Semiconductors are necessary for modern electronics to function, such as gaming consoles and even electronics in cars and motorcycles.
As Covid-19 began to spread around the world, early signs of fluctuating demand led to stockpiling and advance ordering of chips by some tech firms such as Bosch.
The automotive industry is among those feeling the shortage most acutely. At the start of the pandemic, manufacturers scaled back their production plans as demand for cars fell away.
Consequently, suppliers have struggled to meet consumer demand at times, although manufacturers have been able to catch up once again in recent months.
This has resulted in a supply chain disruption across countless industries, and a recent US Department of Commerce study shows that the global chip stocks will plunge under soaring demand in 2022.
According to trade body the Semiconductor Industry Association, sales of chips actually fell 12% in 2019 but were already growing (up 6.5%) in 2020 before rocketing by 30% between August 2020 and August 2021.
The value of semiconductors has historically been quite volatile, meaning makers don’t want to over-invest in multi-billion-dollar factories for fear demand will disappear and profits could collapse at any moment.
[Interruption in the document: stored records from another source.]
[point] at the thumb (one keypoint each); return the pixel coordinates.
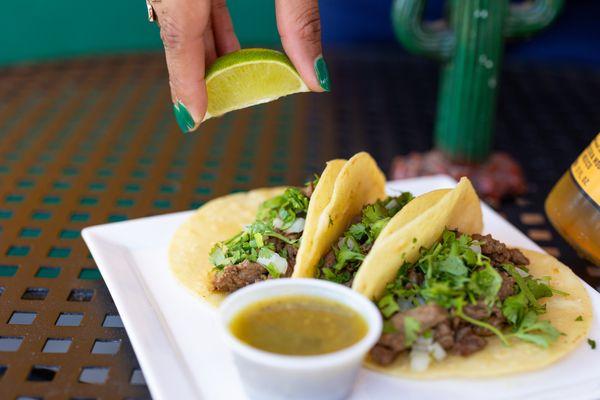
(182, 27)
(299, 25)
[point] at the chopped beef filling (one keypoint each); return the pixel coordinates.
(391, 344)
(498, 252)
(454, 334)
(234, 277)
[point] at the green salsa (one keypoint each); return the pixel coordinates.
(298, 325)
That means the industry is now playing catch-up to meet sustained demand for chips in everything from smartphones to cars with advanced driver assistance technology and cloud-connected infotainment systems.
That, combined with the fact that the automotive manufacturing industry is a relatively small part of the chip maker’s business, means they are now at the back of the queue when it comes to securing vital electronic components.
As for riders, modern-day motorcycle prices might be higher until the supply-chain cycle returns to its pre-pandemic efficiency.